Last week I wrote about Saint Peter Damian, a Doctor of the Church who was a great reformer of the Church nearly 1,000 years ago. Today I want to write about another Doctor of the Church who was a great reformer in her era about three hundred years later. This is Saint Catherine of Siena (1347-80). Catherine was the twenty-fourth of twenty-five children. According to the Life of Catherine (hereafter Life) written by Fr. Raymond of Capua, her Dominican confessor, she made a vow of virginity at the age of seven after receiving a vision of Christ. Eleven years later, over the objections of her family who wanted her to settle down and marry, she received the habit of the mantellate, pious women, usually widows, who were associated with the Dominican order. For the next three years she retired to her room and lived a life similar to that of the enclosed women or anchoresses, popular throughout the Middle Ages. During this time period she learned to read and engaged in an intensive prayer life that resulted in a famous vision in which, like her legendary namesake Saint Catherine of Alexandria, she was espoused to Christ. Catherine interpreted this vision as a call to leave her enclosure and to engage in an evangelical lifestyle. For this reason at the age of twenty-one, she began to go out to look after the poor and sick in her native city. Gradually she also gathered a group of followers around her to hear her reflection on Christian life. In the process Catherine became a model of someone in involved in contemplation who would then pass on to others the fruits of her contemplation, particularly through the works of mercy. She did this all in the service of church reform.

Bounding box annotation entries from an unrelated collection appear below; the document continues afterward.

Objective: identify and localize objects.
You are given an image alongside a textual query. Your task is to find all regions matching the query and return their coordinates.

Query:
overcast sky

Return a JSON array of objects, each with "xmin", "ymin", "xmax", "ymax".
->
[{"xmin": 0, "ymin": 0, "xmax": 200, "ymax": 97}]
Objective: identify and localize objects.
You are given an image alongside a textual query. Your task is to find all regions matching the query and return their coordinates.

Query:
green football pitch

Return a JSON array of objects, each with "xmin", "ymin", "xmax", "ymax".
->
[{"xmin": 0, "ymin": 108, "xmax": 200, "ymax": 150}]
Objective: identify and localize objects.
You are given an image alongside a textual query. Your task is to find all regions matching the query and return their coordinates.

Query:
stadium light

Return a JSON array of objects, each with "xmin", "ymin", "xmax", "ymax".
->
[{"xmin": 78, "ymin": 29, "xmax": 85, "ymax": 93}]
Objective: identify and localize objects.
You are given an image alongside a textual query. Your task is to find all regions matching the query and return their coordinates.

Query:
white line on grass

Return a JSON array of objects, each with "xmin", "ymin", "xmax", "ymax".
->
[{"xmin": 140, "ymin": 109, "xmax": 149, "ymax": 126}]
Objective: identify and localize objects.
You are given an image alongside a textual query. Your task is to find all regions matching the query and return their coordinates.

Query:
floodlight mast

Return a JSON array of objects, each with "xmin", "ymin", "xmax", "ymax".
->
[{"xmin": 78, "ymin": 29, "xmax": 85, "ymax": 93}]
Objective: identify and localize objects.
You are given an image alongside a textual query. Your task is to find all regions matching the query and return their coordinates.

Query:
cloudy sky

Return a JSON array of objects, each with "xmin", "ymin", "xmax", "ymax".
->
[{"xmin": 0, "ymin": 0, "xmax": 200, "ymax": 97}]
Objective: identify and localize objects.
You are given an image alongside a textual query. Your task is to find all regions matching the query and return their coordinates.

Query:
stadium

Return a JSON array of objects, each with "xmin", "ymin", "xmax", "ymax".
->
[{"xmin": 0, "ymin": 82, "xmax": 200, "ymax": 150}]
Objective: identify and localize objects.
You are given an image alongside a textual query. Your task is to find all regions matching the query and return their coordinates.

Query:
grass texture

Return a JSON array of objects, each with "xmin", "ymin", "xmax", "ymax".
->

Even though Catherine’s role in Church reform was unusual for women of her time, there were certainly precedents to it. Women teachers before Catherine called on the example of the legendary accounts of Mary Magdalene that had been given an apostolic status. Other fourteenth century women in Italy who were apostolic women teachers included Angela of Foligno (d. 1309) and Birgitta of Sweden (d. 1373). Both Angela and Birgitta, like Catherine, appealed to their direct visionary contact with God to authorize their teachings. Like them Catherine had to struggle to gain acceptance of her Dominican confessors and other ecclesiastical figures that her revelations could be conformed to Church teaching and were helpful for the salvation of souls. Catherine certainly had her detractors both early on and later in her life. Raymond of Capua writes, “She was scarcely able to do a single act of devotion in public without suffering calumnies [false and malicious accusations], impediments, and persecutions, especially from people who should have been more favorable to her” (Life 3.7). Catherine persevered because she was confident in her message from God. The years of her public life saw her gain ever greater fame as a teacher, guide, and conduit for God’s message to the world.
Part of the reason for the international reputation of Birgitta and Catherine was the dangerous state of the church during the Avignon captivity of the papacy. Both Birgitta and Catherine came to be recognized as representatives of God’s call to return the papacy to Italy, the end of the fractious Italian city-states, and the general reform of the church in head and members. In 1376 Catherine undertook a journey to Avignon, France to mediate between Pope Gregory XI and Florence, which the Pope had put under interdict (an ecclesiastical penalty in which the public celebration of sacred rites is forbidden).
While she was in Avignon, she urged the Pope to return to Rome. Her pleadings with him were successful. Pope Gregory finally agreed to do this and returned to Rome in 1377.
The next year Pope Gregory asked her to return to Florence to try to arrange for a cessation of the hostilities between the Holy Father and the city. On March 27, 1377, Pope Gregory died. The election of his successor, Urban VI, soon led to a split in the ranks of the cardinals. The French faction, dissatisfied with the turmoil in Italy and the actions of the new pope, left for Anagni (an ancient town in central Italy) where they elected Robert of Geneva as Pope Clement VII. He soon returned to Avignon to begin what is called the Great Western Schism, which divided Western Christendom from 1378 to 1417. From the beginning of the schism. Catherine remained a strong supporter of Urban VI, the Roman claimant. He called her to Rome in November 1378, where, even though her health was failing, she continued to write letters of his behalf. Most of her twenty-six prayers date from this time until her death on April 29, 1380.
At the beginning of a general audience on November 24, 2010, Pope Benedict XVI made these remarks in a general audience that he devoted to the life and influence of Catherine of Siena:
Today, I would like to talk to you about a woman who played an eminent role in the history of the Church: St. Catherine of Siena. The century in which she lived—the 14th—was a troubled period in the life of the Church and throughout the social context of Italy and Europe. Yet, even in the most difficult times, the Lord does not cease to bless his People, bringing forth Saints who give a jolt to minds and hearts, provoking conversion and renewal.
Catherine is one of these and still today speaks to us and impels us to walk courageously toward holiness to be ever more fully disciples of the lord.